The timing of these events, I soon realized, was no coincidence. Mental health workers gained political influence precisely as other service sector employees gained a greater share of overall employment. In 1960, the average western democracy employed about the same share of workers in industry and in services (about 37 and 41 percent, respectively). Today, service sector employment has nearly doubled (to 78 percent), while industrial employment has halved (to 20 percent) (Brady et al. Reference Brady, Huber and Stephens2020, author’s calculations). Employment in social services, in particular, underpinned much of this transition, as countries began to expand their health, education, and social care systems. The effects were both personal and political, and sometimes experienced over a single generation. If the postwar worker had found employment in an auto plant, his daughter might find it in a hospital. Moreover, if his representative trade unions once sought to protect the car industry, hers now seek to expand the health sector. Such were the claims that arose across the affluent democracies during deinstitutionalization. By the late 20th century, the growing numbers of workers employed by the welfare state – what I call the “welfare workforce” – had become a significant actor in its politics.

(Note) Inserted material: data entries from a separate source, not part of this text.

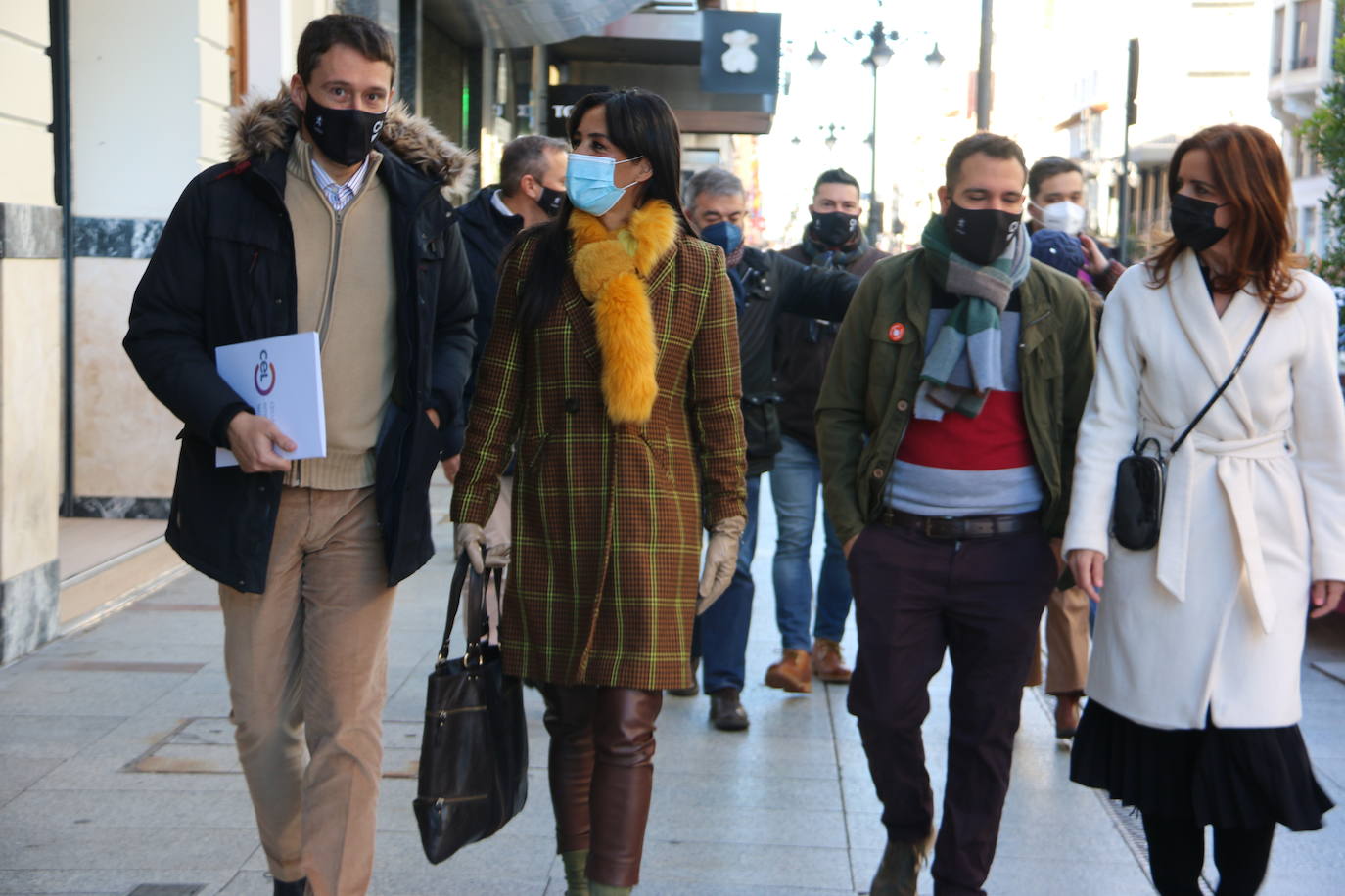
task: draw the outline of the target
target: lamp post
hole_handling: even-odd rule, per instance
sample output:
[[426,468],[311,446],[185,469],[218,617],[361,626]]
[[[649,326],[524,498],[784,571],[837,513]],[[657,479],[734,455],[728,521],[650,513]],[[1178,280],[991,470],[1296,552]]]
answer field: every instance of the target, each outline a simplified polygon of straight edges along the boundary
[[[863,40],[865,38],[869,39],[870,46],[869,55],[863,58],[862,64],[866,66],[869,73],[873,75],[872,130],[869,132],[868,140],[865,140],[865,142],[869,144],[870,150],[869,224],[865,230],[869,235],[869,242],[872,243],[878,238],[878,234],[882,232],[882,201],[878,199],[878,69],[892,62],[892,44],[888,42],[890,40],[892,43],[897,43],[898,36],[896,31],[884,30],[882,21],[878,20],[873,23],[873,28],[870,28],[868,34],[863,31],[854,32],[855,42]],[[943,54],[939,52],[939,44],[935,43],[933,50],[925,55],[925,64],[931,69],[937,69],[943,64]],[[812,52],[807,55],[807,60],[814,69],[822,69],[822,63],[827,60],[827,54],[822,52],[822,47],[818,46],[818,42],[815,40],[812,42]],[[827,148],[830,149],[834,142],[835,140],[833,132],[833,136],[827,138]]]

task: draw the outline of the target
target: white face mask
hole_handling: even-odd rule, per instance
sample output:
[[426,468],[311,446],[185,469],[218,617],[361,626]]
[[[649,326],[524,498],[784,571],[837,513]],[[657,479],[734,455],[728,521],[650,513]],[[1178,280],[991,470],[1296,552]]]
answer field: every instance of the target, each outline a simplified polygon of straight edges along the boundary
[[[1033,203],[1037,206],[1037,203]],[[1084,228],[1084,220],[1088,218],[1088,212],[1083,206],[1076,206],[1068,199],[1059,203],[1050,203],[1049,206],[1037,206],[1037,211],[1041,212],[1041,226],[1046,230],[1060,230],[1071,236],[1077,236],[1079,231]]]

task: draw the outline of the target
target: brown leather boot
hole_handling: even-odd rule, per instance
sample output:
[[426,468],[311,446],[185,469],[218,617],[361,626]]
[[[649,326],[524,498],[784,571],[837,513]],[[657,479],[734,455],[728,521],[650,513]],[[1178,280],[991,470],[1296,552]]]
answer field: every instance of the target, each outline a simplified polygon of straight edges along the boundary
[[812,693],[812,657],[807,650],[790,647],[780,662],[765,670],[765,684],[790,693]]
[[812,642],[812,673],[833,684],[850,682],[850,669],[841,656],[841,642],[831,638],[818,638]]

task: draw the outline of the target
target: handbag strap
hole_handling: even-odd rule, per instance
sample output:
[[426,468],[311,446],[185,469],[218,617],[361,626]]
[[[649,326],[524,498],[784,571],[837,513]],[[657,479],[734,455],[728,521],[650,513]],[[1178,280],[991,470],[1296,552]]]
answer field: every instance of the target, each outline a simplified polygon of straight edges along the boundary
[[1192,430],[1196,429],[1196,424],[1200,423],[1205,418],[1206,414],[1209,414],[1209,408],[1215,407],[1215,402],[1219,400],[1219,396],[1224,394],[1224,390],[1227,390],[1229,387],[1229,384],[1233,382],[1233,377],[1237,376],[1237,371],[1243,369],[1243,361],[1247,360],[1247,356],[1252,351],[1252,345],[1256,344],[1256,337],[1260,336],[1262,326],[1266,325],[1266,318],[1267,317],[1270,317],[1270,306],[1268,305],[1266,306],[1266,310],[1262,312],[1260,320],[1256,321],[1256,329],[1252,330],[1252,337],[1250,340],[1247,340],[1247,348],[1243,349],[1243,353],[1237,359],[1237,363],[1233,364],[1232,372],[1228,375],[1228,377],[1224,380],[1224,383],[1217,390],[1215,390],[1215,394],[1209,396],[1209,400],[1205,402],[1205,407],[1200,408],[1200,414],[1197,414],[1196,419],[1193,419],[1190,422],[1190,426],[1188,426],[1185,430],[1182,430],[1182,434],[1177,437],[1177,441],[1173,442],[1173,446],[1169,449],[1170,454],[1176,454],[1177,453],[1177,449],[1181,447],[1181,443],[1185,442],[1186,437],[1190,435]]
[[[504,570],[494,567],[480,574],[472,568],[465,551],[457,557],[457,568],[453,571],[453,582],[449,586],[448,619],[444,622],[444,639],[440,643],[434,665],[444,664],[448,660],[449,650],[452,650],[453,621],[457,619],[457,611],[463,603],[464,584],[467,586],[467,618],[463,621],[463,629],[467,635],[464,662],[469,666],[480,665],[482,646],[491,631],[490,615],[486,613],[486,588],[492,578],[495,579],[495,594],[503,598]],[[472,625],[473,619],[476,625]]]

Viewed against this backdrop, the transformation of mental health care is a window into how government employees are shaping social policy. This book examines both these subjects. Empirically, I document the historical and contemporary variations in mental health care services across the affluent democracies, tracing how coalitions of public sector managers and workers drove the expansion of services in France and Norway, while their absence in the United States and Sweden produced the opposite outcomes in those countries. Theoretically, I explore a new distributive logic of welfare provision. In striking contrast to the postwar period, it is public sector, not private sector, unions that now often shape social policy. I investigate when, why, and how they gain influence, and with what implications for those the welfare state promises to serve.